Cape Times

Fishers denied entry to Zokwana meeting

- Dominic Adriaanse dominic.adriaanse@inl.co.za

DISGRUNTLE­D fishers from as far as Port Elizabeth and the West Coast reacted angrily when they were denied entry to a meeting held by Agricultur­e, Forestry and Fisheries Minister Senzeni Zokwana at a venue disclosed only minutes before it started.

It was held within the Parliament­ary precinct.

Zokwana had called the meeting to address the leaders of fishing organisati­ons, who marched to his department’s offices on the Foreshore last week, demanding the immediate suspension of the West Coast rock lobster fishing rights allocation process.

Near-shore fisher Mita Afrikaner said she had come all the way from the West Coast for the meeting, only to be told that only those whose names appeared on a memorandum handed to the department last week were allowed to enter.

“My husband died at sea in 2009. I applied for his rights and it was granted only in 2016, but now the rights have been taken away.

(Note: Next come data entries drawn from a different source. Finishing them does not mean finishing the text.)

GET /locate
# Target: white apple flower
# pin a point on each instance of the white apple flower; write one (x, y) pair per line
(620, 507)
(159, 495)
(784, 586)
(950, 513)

It is not right.

“That’s why I wanted to attend the meeting.”

Fisher Gilbert Kido said he was also denied participat­ion at the meeting, even though he had come from Port Elizabeth with a delegation.

They had been invited to the meeting by the South African United Fishing Front as ongoing problems with the department’s policies were experience­d across fishing communitie­s.

The NPO’s chairperso­n, Pedro Garcia, who attended the meeting with Zokwana, said they had raised a number of issues relating to small-scale and near-shore fishers.

“No specific answers had been given.

“Discussion­s will continue at a meeting with the department’s deputy director-general, Siphokazi Ndudane, tomorrow (today),” said Garcia.

A department statement said the meeting was in line with a fishers’ demand for Zokwana to meet with them within seven days.

“The meeting agreed on peaceful and constructi­ve dialogue and further agreed to establish working committees to address all issues raised on behalf of fishing communitie­s.

“The meeting clarified issues that needed urgent attention and issues that needed regular interactio­n between the department and the fishing community leaders,” the statement read.

The follow-up meeting with the deputy director-general would address issues of communicat­ion, transforma­tion of the sector and an urgent call for an investigat­ion of cases where communitie­s complained they had been robbed of their fishing rights by large fishing companies.

The department said that at the meeting Zokwana had also undertaken to publishing a notificati­on by the end of September calling for nomination­s for the establishm­ent of a Fisheries Transforma­tion Council.